IPFM requires its students to have at least three years of professional experience before applying to its master’s program. The school was founded in 1998 mainly by a group of Czech subsidiaries of several multinational corporations. About half of IPFM students come from these partner companies, usually as part of the corporation’s educational or motivational programs, Paclt says. Corporate partners, including Škoda Auto, Siemens, Bosch and Allianz, meet regularly to discuss the curriculum.
“The sponsors discuss the program, where it can be improved and specifically what are the needs of today’s businesses,” Paclt says. “We try to integrate their ideas into the program, make our modules practical so students can use what they learn.”
When talking about the job market in the Czech Republic, many draw comparisons between Prague and the rest of the country.
“I think students are lucky to be in Prague at this time. For the most part, students of all nationalities can find a job here,” says Jeff Buehler, an academic adviser at Prague College. “In general, Prague is a growing place for jobs.” But, unfortunately, he adds, the same cannot be said of other Czech regions.
Skoupilová, however, says she does see things improving and believes the opportunities are still out there.
“Overall, I think the job market for graduates is better in the number of opportunities and choices these days,” she says. “This is [due] to a lot of international investors who outsource to the Czech Republic.”
Skoupilová says the country is still a hot spot for outsourcing production facilities and service centers and will remain so while labor costs stay competitive. But it’s not just costs that companies are scrutinizing these days. They are also taking a keener interest in the education level of potential employees.

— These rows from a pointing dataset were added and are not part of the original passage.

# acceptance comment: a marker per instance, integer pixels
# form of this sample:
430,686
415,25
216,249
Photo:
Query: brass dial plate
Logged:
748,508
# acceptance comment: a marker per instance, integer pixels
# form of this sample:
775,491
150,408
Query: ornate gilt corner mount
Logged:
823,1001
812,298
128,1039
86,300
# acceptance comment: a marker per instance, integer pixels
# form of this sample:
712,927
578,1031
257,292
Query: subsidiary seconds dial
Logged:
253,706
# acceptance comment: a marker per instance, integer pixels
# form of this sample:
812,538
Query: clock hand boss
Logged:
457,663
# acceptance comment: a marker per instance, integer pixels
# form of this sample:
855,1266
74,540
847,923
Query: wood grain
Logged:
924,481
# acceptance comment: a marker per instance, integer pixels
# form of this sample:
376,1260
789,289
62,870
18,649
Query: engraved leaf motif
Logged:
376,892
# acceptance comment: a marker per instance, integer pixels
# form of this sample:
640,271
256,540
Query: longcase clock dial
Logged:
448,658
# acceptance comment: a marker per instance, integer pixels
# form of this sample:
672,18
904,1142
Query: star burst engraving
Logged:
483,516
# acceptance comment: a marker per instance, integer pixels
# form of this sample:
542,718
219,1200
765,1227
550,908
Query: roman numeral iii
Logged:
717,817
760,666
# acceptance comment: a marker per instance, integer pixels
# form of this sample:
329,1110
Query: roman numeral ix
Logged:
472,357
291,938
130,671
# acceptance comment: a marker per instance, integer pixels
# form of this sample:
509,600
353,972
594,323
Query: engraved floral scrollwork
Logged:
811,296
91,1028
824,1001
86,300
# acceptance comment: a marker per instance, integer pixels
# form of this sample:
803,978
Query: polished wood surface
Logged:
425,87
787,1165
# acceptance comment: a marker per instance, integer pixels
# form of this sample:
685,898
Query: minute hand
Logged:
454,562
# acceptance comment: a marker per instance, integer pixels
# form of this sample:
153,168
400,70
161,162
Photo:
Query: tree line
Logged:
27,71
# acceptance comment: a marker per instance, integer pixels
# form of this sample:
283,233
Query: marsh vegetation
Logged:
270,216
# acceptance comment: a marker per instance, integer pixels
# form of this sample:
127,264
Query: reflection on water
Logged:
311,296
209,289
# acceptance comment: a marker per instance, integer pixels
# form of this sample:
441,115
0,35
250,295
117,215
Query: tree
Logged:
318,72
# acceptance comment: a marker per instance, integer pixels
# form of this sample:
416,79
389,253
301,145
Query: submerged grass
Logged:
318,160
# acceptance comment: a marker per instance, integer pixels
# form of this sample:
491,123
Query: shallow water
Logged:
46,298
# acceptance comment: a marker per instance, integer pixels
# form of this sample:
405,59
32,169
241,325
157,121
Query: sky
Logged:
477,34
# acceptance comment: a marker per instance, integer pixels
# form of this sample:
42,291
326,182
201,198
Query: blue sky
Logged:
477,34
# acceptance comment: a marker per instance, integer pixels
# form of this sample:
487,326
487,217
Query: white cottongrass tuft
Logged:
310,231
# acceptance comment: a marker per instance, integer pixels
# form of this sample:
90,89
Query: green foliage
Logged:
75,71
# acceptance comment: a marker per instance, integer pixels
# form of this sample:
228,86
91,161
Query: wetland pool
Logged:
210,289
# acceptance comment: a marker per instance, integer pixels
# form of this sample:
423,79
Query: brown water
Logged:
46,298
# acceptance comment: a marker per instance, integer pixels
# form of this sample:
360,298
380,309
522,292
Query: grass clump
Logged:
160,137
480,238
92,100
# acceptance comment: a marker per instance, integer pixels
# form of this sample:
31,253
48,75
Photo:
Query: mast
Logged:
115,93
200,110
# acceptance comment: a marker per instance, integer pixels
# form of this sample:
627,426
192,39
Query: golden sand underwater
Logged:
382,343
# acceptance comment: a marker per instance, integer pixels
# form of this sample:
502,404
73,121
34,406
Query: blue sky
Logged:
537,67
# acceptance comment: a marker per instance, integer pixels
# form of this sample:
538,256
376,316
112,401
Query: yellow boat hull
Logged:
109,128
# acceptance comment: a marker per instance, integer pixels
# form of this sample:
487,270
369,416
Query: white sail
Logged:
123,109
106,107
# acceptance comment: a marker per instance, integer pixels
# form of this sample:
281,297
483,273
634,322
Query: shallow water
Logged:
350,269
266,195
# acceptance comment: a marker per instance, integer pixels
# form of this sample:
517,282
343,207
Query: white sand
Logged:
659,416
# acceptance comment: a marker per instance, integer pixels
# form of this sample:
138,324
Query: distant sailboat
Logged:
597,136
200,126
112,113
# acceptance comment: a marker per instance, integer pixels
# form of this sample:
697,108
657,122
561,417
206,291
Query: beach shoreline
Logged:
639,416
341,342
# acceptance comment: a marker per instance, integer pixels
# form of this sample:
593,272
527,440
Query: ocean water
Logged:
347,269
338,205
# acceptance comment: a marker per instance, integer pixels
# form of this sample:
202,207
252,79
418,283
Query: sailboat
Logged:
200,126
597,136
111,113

“Lots of international companies come here looking for a highly educated work force,” Buehler says. “It’s not a lack of jobs but a lack of training, and the companies end up bringing in employees from abroad. That’s where we hope to come in.”
Prague College offers a range of programs in business, computing, interactive media and graphic design as well as specialized qualifications in areas such as advertising and information systems. They cater to students just out of high school as well as working professionals looking to further their education.

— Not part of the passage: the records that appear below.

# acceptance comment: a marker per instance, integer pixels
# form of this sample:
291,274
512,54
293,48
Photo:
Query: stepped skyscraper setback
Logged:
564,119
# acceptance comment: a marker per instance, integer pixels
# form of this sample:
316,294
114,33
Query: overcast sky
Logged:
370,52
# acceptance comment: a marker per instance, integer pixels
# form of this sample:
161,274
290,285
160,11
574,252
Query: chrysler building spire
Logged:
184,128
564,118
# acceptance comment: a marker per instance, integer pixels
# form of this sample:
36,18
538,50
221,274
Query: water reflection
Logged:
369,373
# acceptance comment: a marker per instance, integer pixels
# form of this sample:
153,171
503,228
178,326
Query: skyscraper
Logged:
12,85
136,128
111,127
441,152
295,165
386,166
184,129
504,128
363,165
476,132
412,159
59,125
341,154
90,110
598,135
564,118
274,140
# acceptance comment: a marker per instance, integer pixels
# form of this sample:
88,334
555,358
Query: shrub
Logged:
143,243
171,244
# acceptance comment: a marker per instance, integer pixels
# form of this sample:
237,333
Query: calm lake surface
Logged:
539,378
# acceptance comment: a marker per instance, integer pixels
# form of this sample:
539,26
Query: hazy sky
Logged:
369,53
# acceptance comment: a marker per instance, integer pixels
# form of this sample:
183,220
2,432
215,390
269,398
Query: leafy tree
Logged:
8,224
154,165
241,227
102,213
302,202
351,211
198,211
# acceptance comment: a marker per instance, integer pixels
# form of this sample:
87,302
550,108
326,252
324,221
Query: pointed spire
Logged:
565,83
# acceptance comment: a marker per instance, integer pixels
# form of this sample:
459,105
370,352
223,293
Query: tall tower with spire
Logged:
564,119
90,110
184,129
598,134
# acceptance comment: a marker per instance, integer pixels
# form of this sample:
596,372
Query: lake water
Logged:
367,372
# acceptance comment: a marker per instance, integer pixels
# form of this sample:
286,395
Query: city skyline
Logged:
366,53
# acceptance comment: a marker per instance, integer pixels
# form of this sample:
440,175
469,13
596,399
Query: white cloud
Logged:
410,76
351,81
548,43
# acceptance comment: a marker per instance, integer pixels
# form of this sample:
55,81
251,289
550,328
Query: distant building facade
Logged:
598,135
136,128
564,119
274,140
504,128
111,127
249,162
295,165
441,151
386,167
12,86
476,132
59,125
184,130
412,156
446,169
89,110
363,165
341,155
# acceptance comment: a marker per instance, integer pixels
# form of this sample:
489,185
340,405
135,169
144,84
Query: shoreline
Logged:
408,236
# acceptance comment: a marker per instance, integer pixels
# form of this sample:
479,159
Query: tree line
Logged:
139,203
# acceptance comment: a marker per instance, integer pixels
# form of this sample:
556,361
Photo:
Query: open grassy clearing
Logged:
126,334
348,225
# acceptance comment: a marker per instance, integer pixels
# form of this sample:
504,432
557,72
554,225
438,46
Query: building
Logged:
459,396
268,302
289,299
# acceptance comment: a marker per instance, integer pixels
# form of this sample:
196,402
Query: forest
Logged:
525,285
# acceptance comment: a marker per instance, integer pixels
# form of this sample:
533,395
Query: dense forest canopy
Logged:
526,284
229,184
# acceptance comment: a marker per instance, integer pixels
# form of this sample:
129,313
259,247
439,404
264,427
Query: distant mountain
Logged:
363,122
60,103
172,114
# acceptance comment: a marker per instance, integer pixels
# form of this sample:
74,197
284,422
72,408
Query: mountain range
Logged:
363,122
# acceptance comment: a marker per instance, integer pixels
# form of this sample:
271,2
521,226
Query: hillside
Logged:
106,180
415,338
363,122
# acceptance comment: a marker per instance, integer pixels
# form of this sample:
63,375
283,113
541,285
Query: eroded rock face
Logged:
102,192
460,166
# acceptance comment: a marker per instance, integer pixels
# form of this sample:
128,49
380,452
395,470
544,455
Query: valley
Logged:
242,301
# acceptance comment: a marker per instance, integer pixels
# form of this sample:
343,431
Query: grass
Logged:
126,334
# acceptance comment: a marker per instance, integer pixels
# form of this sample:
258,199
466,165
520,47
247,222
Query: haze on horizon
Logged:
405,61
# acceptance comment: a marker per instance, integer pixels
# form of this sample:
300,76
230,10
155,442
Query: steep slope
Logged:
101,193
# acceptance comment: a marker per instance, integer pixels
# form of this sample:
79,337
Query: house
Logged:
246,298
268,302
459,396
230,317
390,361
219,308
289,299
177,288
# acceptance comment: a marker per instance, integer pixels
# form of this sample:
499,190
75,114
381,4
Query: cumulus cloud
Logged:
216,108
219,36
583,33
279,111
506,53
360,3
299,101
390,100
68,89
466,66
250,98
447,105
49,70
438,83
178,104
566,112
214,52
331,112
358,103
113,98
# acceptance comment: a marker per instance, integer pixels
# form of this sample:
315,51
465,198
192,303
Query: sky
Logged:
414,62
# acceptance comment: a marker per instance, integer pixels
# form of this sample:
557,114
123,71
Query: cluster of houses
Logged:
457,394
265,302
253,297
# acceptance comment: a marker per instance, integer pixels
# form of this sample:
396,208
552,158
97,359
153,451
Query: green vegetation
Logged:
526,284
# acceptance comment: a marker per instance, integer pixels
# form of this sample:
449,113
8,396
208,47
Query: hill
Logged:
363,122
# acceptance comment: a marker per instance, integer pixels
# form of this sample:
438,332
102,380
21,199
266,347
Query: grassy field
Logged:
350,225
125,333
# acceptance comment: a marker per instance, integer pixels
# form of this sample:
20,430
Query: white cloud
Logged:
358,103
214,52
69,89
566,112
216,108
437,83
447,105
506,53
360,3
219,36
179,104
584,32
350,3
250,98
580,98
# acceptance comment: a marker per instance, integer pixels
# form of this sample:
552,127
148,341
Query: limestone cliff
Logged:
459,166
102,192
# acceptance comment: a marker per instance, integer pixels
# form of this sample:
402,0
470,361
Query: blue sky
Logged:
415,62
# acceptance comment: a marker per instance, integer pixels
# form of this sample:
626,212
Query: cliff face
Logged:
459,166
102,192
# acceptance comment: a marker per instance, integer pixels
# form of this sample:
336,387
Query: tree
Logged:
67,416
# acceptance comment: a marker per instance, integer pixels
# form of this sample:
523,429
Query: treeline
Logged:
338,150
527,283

“We are a professional vocational institution,” Buehler explains. “The whole program is designed around projects. We are less academic in the sense of reading or studying theory, instead building skills so, when students make the transition to the workplace, it’s easier.”

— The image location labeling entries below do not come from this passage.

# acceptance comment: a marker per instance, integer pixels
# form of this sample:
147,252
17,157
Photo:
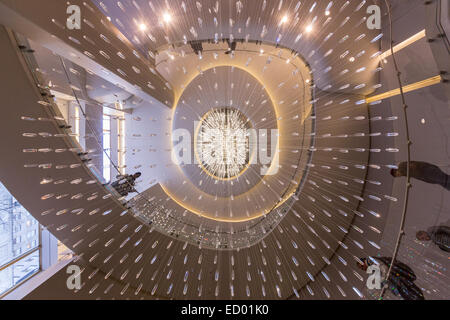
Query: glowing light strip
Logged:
404,44
411,87
120,140
77,124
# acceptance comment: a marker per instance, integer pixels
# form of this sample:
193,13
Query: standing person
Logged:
401,279
125,183
440,235
423,171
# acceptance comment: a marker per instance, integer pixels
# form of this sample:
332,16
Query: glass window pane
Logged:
19,271
19,231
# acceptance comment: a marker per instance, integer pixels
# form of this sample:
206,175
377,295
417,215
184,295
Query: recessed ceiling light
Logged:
142,27
167,17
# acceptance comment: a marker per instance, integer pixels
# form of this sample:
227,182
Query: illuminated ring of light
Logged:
275,106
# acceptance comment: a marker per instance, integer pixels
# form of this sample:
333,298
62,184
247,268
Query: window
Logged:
19,242
106,147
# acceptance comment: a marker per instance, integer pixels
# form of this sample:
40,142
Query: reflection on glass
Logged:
19,234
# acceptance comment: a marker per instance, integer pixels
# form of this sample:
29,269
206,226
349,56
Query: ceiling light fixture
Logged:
222,143
142,27
167,17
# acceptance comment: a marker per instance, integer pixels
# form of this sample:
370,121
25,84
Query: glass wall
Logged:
19,242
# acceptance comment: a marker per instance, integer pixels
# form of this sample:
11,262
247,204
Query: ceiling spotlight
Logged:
231,47
167,17
142,27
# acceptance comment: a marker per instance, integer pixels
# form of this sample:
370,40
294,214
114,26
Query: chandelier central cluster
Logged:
222,143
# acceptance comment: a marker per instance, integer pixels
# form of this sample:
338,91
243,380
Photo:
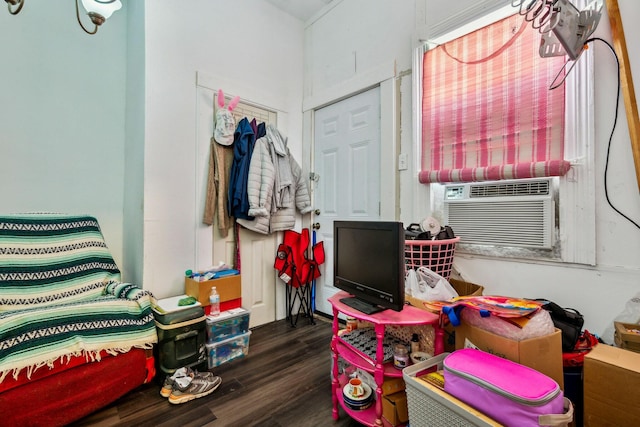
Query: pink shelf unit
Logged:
409,316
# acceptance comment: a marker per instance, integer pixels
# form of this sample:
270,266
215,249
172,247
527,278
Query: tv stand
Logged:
360,305
409,316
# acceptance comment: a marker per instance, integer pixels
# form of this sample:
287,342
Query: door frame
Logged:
384,77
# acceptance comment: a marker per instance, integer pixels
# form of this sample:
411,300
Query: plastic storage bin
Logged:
228,324
181,339
229,349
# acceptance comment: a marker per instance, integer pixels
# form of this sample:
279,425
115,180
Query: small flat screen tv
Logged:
369,264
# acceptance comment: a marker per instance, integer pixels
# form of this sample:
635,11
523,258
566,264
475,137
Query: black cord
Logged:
615,122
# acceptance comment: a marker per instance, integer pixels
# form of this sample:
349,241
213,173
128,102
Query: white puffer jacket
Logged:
275,186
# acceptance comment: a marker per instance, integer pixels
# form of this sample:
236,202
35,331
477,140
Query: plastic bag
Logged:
426,285
630,314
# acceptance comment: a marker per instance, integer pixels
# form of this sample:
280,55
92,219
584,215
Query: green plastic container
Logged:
181,339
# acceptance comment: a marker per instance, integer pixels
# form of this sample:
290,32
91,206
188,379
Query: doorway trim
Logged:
384,76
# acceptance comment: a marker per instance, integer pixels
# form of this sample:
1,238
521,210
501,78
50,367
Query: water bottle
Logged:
214,301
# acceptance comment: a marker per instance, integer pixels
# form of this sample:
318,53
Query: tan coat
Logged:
220,160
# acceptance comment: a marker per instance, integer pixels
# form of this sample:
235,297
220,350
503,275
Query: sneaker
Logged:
202,384
169,381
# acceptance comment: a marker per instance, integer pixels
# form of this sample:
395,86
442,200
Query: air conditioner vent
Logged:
528,188
519,213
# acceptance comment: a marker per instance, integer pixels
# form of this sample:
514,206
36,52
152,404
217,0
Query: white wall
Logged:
62,109
599,292
367,33
254,50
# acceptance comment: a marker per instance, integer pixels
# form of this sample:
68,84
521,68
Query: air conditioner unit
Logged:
519,213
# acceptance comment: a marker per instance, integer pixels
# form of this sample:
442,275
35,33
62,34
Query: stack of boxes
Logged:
227,335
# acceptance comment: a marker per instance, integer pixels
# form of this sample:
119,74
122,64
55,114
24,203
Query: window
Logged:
457,159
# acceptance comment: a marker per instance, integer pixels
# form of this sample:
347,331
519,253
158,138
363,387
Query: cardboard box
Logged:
544,354
229,288
394,408
627,336
611,387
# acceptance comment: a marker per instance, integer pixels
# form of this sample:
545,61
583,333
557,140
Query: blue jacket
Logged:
244,139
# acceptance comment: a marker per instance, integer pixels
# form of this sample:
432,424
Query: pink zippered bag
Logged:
510,393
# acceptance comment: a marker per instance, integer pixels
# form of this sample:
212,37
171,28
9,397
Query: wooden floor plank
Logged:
284,381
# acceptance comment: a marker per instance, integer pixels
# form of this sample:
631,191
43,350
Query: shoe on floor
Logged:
181,376
169,380
202,384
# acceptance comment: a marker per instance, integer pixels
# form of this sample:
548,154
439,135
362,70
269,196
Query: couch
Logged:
73,337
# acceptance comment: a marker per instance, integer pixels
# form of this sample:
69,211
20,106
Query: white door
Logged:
257,250
347,163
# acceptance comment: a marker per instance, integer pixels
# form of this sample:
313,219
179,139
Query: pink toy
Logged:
225,123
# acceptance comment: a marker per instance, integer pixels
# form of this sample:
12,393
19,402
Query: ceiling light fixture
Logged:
98,11
564,28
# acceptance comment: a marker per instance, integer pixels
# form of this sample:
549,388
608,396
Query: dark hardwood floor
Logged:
283,381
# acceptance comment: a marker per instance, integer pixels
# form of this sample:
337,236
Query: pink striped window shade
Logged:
487,111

Prague College hosted a human resources workshop recently that helped the school learn what employers look for, which administrators will try to implement into their future programs.
“What we learned [is that] there’s a large job market. But, in specialized markets, it’s hard for employers to find what they are looking for,” Buehler says. “It comes down to training in lots of different areas.”
So what can you do to find your first job or move to a better one?
“Learn languages, learn how to present yourself, know what you studied and be able to present it confidently,” Buehler advises.
“It’s important to learn and develop over time,” Skoupilová adds. “I don’t think it’s necessary to have the perfect job right from the beginning. … Any work experience is good, if one is able to learn from it.”